We found that peroxisomal lignoceroyl-CoA ligase, like palmitoyl-CoA ligase, is present in the peroxisomal membrane whereas the peroxisomal .beta.-oxidation enzyme system is localized in the matrix. To further define the role of peroxisomal acyl-CoA ligases (membrane component) in providing acyl-CoA for peroxisomal .beta.-oxidation, we examined the transverse topographical localization of enzymatic sites of palmitoyl-CoA and lignoceroyl-CoA ligases in the peroxisomal membranes. The disruption of peroxisomes by various techniques resulted in the release of a "latent" pool of lignoceroyl-CoA ligase activity while palmitoyl-CoA ligase activity remained the same. Proteolytic enzyme treatment inhibited palmitoyl-CoA ligase activity in intact peroxisomes but had no effect on lignoceroyl-CoA ligase activity.
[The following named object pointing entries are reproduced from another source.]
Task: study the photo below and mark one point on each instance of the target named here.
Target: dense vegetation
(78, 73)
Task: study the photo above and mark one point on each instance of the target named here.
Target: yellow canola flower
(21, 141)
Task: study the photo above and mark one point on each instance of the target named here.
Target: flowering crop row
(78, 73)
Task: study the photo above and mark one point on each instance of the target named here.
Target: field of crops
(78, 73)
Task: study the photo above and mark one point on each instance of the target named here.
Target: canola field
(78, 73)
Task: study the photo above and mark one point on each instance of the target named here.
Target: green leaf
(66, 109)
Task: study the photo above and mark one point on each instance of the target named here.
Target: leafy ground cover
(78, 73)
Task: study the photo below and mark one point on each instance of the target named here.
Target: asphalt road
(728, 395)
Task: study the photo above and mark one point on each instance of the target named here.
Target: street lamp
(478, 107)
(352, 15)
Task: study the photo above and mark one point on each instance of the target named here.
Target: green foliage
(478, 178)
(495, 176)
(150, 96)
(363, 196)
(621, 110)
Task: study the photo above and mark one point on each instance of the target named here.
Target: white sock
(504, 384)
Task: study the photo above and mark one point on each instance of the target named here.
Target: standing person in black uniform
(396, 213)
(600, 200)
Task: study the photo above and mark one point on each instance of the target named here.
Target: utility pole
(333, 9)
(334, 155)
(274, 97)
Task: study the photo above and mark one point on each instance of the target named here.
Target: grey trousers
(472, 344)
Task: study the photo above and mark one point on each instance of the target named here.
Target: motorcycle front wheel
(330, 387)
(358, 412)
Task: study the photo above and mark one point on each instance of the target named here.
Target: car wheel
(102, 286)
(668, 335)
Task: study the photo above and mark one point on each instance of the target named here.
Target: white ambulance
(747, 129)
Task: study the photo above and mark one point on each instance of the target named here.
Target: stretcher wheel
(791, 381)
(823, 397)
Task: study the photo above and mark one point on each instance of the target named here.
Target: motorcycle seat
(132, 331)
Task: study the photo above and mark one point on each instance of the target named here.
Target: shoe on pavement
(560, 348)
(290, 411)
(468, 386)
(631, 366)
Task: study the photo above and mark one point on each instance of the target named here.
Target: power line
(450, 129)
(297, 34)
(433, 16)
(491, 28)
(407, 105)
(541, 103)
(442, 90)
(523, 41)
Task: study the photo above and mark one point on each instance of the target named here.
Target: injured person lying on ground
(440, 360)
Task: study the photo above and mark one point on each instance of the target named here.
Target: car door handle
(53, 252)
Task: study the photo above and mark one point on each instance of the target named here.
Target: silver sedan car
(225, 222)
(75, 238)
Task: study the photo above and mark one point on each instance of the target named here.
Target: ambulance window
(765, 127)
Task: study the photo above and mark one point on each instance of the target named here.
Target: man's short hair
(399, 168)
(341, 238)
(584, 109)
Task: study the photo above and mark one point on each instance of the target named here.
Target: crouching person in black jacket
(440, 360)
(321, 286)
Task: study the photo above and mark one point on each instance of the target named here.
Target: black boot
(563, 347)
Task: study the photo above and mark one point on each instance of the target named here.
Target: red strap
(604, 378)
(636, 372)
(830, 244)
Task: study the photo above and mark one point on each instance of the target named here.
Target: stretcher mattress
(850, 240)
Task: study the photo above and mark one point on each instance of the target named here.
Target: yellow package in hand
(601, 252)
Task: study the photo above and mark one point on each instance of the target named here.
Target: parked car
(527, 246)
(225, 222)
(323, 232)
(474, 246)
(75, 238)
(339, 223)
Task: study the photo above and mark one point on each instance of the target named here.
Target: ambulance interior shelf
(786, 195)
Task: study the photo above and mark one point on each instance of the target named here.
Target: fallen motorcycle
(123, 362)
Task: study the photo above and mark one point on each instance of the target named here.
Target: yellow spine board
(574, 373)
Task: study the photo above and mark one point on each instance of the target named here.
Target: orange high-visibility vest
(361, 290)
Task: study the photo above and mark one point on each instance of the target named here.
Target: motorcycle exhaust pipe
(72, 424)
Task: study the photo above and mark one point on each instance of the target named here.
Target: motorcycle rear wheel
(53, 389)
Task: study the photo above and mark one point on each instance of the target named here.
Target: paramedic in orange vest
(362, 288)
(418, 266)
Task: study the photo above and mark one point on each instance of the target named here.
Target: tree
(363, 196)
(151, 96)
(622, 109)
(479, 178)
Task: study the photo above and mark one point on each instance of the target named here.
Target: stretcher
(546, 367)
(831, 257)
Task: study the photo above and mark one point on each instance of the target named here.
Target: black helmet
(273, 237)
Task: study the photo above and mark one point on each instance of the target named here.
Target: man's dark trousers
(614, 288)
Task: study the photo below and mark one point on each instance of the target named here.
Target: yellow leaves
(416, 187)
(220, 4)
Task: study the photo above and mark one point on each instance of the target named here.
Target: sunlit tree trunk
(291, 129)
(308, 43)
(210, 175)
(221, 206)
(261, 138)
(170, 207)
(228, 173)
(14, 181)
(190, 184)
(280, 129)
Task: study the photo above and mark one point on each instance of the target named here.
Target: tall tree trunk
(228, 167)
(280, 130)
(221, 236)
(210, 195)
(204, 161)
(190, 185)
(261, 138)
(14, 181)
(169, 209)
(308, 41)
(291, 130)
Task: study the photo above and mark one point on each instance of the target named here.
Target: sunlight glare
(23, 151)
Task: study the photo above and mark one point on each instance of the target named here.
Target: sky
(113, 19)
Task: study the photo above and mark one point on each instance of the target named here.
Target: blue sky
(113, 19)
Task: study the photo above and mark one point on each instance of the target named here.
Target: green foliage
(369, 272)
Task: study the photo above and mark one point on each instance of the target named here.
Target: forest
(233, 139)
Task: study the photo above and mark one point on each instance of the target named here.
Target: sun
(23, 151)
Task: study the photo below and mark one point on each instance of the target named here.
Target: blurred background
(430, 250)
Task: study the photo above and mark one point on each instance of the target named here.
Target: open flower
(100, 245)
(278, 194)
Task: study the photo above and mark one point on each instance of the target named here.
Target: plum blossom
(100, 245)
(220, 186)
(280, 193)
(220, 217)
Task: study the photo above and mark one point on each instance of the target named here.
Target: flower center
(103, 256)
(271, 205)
Lignoceroyl-CoA ligase activity was inhibited only if peroxisomes were disrupted with detergent before trypsin treatment. Antibodies to palmitoyl-CoA ligase and to peroxisomal membrane proteins (PMP) inhibited palmitoyl-CoA ligase in intact peroxisomes, and no pool of "latent" activity appeared when antibody-treated peroxisomes were disrupted with detergent. On the other hand, disruption of PMP antibody-treated peroxisomes with detergent resulted in the appearance of a "latent" pool of lignoceroyl-CoA ligase activity. These results demonstrate that the enzymatic site of palmitoyl-CoA ligase is on the cytoplasmic surface whereas that for lignoceroyl-CoA ligase is on the luminal surface of peroxisomal membranes. This implies that palmitoyl-CoA is synthesized on the cytoplasmic surface and is then transferred to the matrix through the peroxisomal membrane for .beta.-oxidation in the matrix. Lignoceric acid, on the other hand, is first transported through the peroxisomal membrane as such and is then activated to lignoceroyl-CoA on the luminal surface of the membrane before it is oxidized by the .beta.-oxidation system in the matrix, and implication of these findings are discussed for X-linked adrenoleukodystrophy, a disorder with deficient activity of peroxisomal lignoceroyl-CoA ligase.